Adamsberg résuma à sa manière et dans le désordre les éléments qui avaient échappé à Noël depuis qu’il était parti voler avec les mouettes. Curieusement, le lieutenant, en principe un positiviste primaire, se fit réciter deux fois la recette du De sanctis reliquis et s’opposa à l’idée d’Adamsberg d’abandonner la troisième vierge, sans faire aucune plaisanterie sur l’os du chat ni sur le vif des pucelles.

— On ne va pas laisser cette fille se faire seringuer sans lever le petit doigt, commissaire.

— Je me suis sans doute trompé en pensant que la troisième vierge était déjà choisie.

— Pourquoi ?

— Parce que je crois que la tueuse a finalement jeté son dévolu sur Retancourt.

— Mais ça n’aurait plus de sens, dit Noël en arrêtant sa ronde.

— Pourquoi ? Elle correspond aux exigences de la recette.

Noël regarda Adamsberg dans l’obscurité.

— Encore faudrait-il, commissaire, que Retancourt soit vierge.

— Mais je crois qu’elle l’est.

— Pas moi.

— Vous seriez le seul à le penser, Noël.

— Je ne le pense pas, je le sais. Elle n’est pas vierge. Du tout.

Noël s’assit sur le banc, satisfait, tandis qu’Adamsberg tenait le relais en tournant dans le jardinet.

— Retancourt ne vous fait pas de confidences, dit-il.

— À force de s’engueuler, on finit par se raconter beaucoup. Elle n’est pas vierge et c’est tout.

— Ce qui signifie que la troisième vierge existe. Ailleurs. Et que Retancourt avait en effet compris quelque chose qu’on n’avait pas compris.

— Et avant de savoir quoi, dit Noël, il va couler de l’eau.

— Un mois d’attente avant qu’elle ne récupère toutes ses facultés, selon Lariboisier.

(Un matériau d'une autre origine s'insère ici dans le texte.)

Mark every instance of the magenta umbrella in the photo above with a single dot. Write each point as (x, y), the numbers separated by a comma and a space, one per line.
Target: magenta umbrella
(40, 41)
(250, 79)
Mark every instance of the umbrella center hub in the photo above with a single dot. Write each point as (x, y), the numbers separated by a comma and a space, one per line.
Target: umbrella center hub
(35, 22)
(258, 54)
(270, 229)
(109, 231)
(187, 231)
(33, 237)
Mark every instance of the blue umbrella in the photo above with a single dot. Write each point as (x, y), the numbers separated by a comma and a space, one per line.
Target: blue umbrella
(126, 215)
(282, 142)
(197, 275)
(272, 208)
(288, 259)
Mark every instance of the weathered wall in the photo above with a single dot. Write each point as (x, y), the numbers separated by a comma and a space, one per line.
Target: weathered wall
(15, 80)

— Lavoisier, rectifia Noël. Un mois pour une personne normalement constituée, huit jours pour Retancourt. Cela fait drôle, quand j’y songe, de penser que mon sang et le vôtre circulent dans son corps.

— Avec celui du troisième donneur.

— Qu’est-ce qu’il fait, le troisième donneur ?

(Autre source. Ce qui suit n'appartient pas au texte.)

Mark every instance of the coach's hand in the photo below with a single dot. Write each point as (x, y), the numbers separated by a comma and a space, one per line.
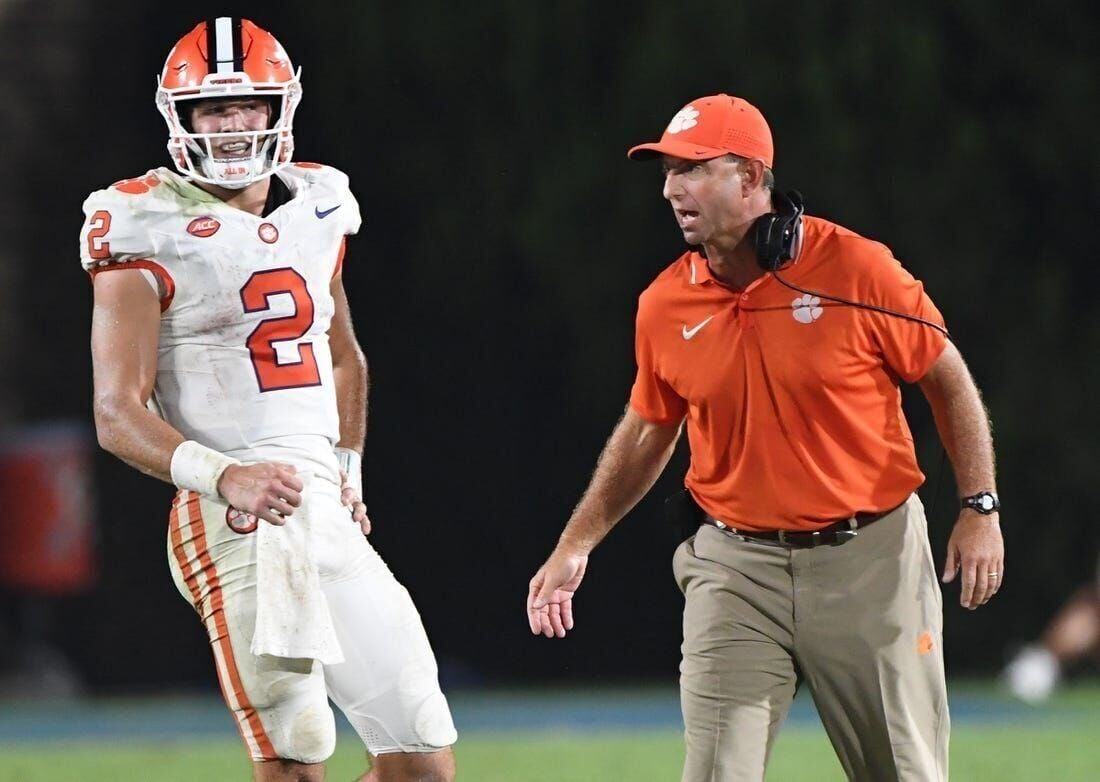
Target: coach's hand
(351, 500)
(977, 551)
(550, 595)
(270, 491)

— Il élève des troupeaux de bœufs, à ce que j’ai compris.

— Je ne sais pas ce que cela va donner, comme mélange, dit Noël d’un ton pensif.


Dans le lit un peu froid de l’hôtel, Adamsberg ne pouvait pas fermer les yeux sans se revoir étendu et garrotté aux côtés de Retancourt, reprenant les fils des pensées vertigineuses qui s’étaient embrouillées pendant la transfusion. La teinture de Retancourt, le vif de la pucelle, les cornes du bouquetin. Il y avait au cœur de cette pelote une alarme qui ne voulait pas se taire. Cela avait à voir avec le sang qui passait de lui à elle, relançant les battements du cœur du lieutenant, l’arrachant à la mort. Cela avait à voir avec les cheveux de la vierge, évidemment. Mais qu’est-ce que le bouquetin venait foutre là-dedans ? Ce qui lui rappela que les cornes des bouquetins n’étaient jamais que des cheveux très compressés ou, dans l’autre sens, que les cheveux n’étaient jamais que des cornes très aérées. Tout cela, c’était la même chose. Et après, et ensuite ? Il faudrait qu’il s’en souvienne demain.